Крымский хан думал. Долго и мучительно перебирал варианты. Искал самый лучший, единственно правильный. Ведь от его выбора зависело его будущее, будущее его улуса, жизни ста двадцати тысяч его верных нукеров. Он думал, думал — и никак не мог ничего решить. Солнце описало по небу полный полукруг, день закончился, а ни единого выстрела так и не прозвучало, и ни один воин не тронулся с места. Спасительного пути из капкана для татарской армии придумать так и не удалось. Чего бы ни захотел сделать Девлет-Гирей в этом походе — но без разгрома сорока тысяч русских, оседлавших Серпуховской тракт, осуществить его планы было невозможно.

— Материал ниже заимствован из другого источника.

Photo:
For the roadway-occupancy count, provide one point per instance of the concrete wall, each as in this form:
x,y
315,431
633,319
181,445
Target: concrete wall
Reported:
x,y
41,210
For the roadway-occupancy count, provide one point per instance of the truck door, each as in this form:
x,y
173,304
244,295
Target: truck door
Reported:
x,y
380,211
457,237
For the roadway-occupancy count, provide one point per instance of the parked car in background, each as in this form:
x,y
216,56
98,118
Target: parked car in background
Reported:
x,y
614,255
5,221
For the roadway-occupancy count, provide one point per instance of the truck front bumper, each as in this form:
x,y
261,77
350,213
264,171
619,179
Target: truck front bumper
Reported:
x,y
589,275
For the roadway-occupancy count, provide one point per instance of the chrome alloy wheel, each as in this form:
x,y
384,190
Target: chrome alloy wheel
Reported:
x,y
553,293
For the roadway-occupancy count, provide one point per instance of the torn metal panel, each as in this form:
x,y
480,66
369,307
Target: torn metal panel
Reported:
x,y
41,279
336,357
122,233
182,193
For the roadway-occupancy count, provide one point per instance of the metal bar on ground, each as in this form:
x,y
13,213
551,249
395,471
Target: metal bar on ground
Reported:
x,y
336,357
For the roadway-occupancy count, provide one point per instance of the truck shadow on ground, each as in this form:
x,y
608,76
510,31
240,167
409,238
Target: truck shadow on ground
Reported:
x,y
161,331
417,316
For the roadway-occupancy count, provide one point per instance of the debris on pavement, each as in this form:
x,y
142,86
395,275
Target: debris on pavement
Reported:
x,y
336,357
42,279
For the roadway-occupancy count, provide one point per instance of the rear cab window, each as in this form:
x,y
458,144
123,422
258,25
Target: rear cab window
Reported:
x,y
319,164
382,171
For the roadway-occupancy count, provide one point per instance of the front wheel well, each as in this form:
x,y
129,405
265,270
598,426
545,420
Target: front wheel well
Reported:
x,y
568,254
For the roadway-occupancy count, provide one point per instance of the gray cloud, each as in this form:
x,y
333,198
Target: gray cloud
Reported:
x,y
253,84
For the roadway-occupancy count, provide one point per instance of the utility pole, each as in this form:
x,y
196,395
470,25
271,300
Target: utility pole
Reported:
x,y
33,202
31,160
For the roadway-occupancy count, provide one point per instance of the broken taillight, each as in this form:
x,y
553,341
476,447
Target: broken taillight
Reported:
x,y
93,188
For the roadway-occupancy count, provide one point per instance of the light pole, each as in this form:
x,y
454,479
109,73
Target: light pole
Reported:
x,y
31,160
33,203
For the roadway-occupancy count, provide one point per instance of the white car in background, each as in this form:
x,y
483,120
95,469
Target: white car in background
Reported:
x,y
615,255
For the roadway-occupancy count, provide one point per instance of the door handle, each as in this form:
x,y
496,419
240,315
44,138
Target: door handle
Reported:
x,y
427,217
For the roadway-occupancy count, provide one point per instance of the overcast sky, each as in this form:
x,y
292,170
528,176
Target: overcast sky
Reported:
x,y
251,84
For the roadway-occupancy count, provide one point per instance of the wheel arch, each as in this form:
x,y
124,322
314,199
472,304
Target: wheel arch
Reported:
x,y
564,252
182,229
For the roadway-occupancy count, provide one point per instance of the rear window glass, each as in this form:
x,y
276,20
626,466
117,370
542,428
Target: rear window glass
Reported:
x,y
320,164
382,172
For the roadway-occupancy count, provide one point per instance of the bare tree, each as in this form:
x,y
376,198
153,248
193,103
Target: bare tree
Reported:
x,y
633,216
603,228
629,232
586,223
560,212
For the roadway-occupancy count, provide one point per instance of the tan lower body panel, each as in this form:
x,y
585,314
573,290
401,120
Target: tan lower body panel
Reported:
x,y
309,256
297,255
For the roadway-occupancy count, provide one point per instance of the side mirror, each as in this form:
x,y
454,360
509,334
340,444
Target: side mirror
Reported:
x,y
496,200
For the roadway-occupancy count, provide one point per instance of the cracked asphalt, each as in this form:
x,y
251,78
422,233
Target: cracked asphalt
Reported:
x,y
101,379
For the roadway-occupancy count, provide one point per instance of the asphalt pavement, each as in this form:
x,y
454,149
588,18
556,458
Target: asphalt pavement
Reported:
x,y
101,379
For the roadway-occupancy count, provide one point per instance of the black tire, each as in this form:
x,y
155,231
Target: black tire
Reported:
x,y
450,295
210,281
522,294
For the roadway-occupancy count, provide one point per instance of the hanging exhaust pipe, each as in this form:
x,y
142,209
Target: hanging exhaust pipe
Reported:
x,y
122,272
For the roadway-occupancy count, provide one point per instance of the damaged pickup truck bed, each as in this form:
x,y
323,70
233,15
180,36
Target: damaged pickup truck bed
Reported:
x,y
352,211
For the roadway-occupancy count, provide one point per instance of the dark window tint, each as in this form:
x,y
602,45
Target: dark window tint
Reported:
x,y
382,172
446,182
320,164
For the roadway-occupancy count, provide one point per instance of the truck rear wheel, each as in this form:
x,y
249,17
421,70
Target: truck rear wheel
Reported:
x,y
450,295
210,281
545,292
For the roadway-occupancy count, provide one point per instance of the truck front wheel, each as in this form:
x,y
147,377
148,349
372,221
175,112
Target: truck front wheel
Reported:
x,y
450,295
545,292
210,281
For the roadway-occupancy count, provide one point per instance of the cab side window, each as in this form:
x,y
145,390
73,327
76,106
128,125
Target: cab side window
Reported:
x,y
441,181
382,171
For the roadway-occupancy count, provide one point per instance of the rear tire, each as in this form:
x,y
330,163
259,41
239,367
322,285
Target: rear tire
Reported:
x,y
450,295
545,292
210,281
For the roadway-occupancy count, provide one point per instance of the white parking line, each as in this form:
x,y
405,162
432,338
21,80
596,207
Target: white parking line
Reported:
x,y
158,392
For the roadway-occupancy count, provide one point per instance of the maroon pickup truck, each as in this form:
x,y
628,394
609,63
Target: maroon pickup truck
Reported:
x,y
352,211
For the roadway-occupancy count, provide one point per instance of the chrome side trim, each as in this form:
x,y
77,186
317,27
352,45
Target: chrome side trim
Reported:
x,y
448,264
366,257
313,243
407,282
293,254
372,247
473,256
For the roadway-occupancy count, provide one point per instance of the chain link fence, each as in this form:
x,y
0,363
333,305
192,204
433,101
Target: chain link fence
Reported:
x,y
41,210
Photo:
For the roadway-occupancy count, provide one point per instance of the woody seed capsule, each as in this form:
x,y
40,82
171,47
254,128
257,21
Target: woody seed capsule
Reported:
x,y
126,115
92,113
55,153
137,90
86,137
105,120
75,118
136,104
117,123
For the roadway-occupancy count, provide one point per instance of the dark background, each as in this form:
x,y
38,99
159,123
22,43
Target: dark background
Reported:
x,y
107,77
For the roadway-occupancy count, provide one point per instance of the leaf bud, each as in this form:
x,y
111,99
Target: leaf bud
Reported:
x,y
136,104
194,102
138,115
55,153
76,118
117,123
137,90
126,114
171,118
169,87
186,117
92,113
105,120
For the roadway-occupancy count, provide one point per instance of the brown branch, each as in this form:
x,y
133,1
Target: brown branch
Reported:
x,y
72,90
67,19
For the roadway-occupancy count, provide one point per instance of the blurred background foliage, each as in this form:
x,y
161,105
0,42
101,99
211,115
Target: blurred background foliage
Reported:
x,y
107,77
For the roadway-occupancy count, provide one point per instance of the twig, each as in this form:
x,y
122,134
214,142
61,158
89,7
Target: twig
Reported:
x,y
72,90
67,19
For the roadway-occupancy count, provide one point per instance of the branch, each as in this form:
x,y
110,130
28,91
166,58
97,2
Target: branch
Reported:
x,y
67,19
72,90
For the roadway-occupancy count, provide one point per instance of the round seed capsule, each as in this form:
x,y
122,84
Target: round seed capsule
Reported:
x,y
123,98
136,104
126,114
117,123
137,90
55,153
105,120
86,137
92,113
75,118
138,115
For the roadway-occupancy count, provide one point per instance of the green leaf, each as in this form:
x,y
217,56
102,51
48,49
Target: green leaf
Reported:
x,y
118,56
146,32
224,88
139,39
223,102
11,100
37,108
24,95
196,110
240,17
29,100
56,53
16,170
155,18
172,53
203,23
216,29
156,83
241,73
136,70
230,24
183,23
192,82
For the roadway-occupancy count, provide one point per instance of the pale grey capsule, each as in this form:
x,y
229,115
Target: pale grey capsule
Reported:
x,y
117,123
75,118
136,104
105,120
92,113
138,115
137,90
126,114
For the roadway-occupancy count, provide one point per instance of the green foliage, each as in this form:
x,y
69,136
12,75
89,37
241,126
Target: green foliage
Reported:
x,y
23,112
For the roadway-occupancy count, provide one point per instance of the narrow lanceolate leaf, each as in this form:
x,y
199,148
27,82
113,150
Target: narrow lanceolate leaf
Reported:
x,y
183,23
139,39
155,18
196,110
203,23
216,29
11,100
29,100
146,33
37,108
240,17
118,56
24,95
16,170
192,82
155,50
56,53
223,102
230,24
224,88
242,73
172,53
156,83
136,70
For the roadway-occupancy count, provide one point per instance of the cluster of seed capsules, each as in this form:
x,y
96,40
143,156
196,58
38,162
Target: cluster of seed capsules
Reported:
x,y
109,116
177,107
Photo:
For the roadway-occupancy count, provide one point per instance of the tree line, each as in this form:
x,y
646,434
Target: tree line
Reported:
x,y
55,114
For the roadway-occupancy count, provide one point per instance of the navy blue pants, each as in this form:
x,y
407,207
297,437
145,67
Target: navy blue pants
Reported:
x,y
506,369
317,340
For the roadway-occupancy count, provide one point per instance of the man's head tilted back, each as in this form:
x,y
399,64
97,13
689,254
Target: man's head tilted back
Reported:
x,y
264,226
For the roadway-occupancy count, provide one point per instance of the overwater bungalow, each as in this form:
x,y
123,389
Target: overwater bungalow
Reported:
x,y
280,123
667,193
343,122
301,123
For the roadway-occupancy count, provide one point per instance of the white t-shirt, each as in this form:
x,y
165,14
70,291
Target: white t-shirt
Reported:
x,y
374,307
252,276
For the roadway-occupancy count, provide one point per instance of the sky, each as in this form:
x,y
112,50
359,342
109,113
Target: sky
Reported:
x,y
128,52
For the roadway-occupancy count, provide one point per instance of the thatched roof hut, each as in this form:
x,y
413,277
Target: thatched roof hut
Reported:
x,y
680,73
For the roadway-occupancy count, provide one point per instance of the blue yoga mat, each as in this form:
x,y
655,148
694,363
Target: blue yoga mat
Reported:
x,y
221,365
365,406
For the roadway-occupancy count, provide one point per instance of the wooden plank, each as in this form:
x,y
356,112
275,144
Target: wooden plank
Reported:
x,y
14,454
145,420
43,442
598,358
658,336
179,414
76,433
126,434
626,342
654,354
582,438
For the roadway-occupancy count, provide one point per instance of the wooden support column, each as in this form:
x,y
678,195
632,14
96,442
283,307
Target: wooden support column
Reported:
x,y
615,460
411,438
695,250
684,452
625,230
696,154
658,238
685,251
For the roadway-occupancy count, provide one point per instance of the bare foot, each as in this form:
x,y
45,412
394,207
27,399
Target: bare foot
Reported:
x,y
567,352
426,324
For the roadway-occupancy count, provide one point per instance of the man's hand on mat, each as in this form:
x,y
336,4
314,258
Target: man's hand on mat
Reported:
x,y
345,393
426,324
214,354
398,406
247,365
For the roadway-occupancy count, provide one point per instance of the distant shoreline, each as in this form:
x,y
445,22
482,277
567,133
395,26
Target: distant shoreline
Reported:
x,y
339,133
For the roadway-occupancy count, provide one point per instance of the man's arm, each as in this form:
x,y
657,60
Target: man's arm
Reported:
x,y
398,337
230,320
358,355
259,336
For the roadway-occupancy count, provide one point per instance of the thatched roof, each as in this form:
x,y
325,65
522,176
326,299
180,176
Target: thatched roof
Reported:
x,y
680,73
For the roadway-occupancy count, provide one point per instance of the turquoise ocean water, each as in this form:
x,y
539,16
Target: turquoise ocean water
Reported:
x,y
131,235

Двадцать восьмого июля передовой полк Дмитрия Хворостинина завязал свой бой с охранением вражеского обоза и заманил грабителей под убийственный огонь русских пушек. И только в полдень тридцатого числа Девлет-Гирей решился отдать приказ на уничтожение засевших в гуляй-городе полков. От татарского лагеря отделились несколько отрядов и, стремительно промчавшись вдоль леса, повернули вправо, вскидывая луки и осыпая толстые бревенчатые щиты ливнем стрел. Андрей от такого зрелища только хмыкнул с нескрываемой радостью. Разумеется, стрелы летят в три-четыре раза дальше, нежели пищальная пуля. Но вот чугунное ядро…
— Передние, пали! — Раз за разом ахнули пушки, отпрыгивая от отдачи назад. Черными мячиками мелькнули в воздухе ядра, и там, где они просвистели, плеснула в стороны кровь, покатились по земле лошади, вылетели на траву всадники. — Заряжай!
Залпы следовали один за другим, усыпая поле мертвыми телами и тушами, заливая кровью. Плотно сыплющиеся с неба стрелы тоже находили для себя жертвы по эту сторону гуляй-города — но татарам они были не видны.
После трех часов этакой карусели конница ринулась вперед, к проходам в щитах — но наряды отработали четко, и картечный ливень смел басурманскую конницу еще задолго до подхода к опасному рубежу. Татары смирились с неудачей, и в этот день новых атак больше не предпринимали.